- Fiddle Bow Fiddle Bow
- Coordinates: 37°16′18″N 87°39′29″W﻿ / ﻿37.27167°N 87.65806°W
- Country: United States
- State: Kentucky
- County: Hopkins
- Elevation: 515 ft (157 m)
- Time zone: UTC-6 (Central (CST))
- • Summer (DST): UTC-5 (CST)
- GNIS feature ID: 507993

= Fiddle Bow, Kentucky =

Unincorporated community in Kentucky, United States

Fiddle Bow is an unincorporated community located in southwest Hopkins County, Kentucky, United States. It was populated as early as 1913. The town takes its name from a black oak tree that once lived in the area that had the appearance of a violin bow. A notorious highwayman, Micajah Harpe (AKA Big Harp), one of the Harpe brothers, was reputedly executed in the area.

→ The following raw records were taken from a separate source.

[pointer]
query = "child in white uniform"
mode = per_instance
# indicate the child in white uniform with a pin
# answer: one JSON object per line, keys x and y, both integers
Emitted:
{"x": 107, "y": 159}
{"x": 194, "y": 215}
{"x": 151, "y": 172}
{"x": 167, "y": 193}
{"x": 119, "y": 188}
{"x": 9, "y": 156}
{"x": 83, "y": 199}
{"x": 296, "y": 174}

==Mining and resource-extraction activity==

Fiddle Bow was home to an underground coal mine owned by the Pittsburgh and Midway Coal Company. As of 1980 it had a production capacity of 250,000 tons a year. A strip mine was also located at Fiddle Bow with a production tonnage of 11,767 tons in 1980.

In 1986 water from an old mine created what locals dubbed the "Fiddle Bow Geyser", with water spraying more than 50 feet in the air from a vent pipe.

Oil was discovered at Fiddle Bow in 1968.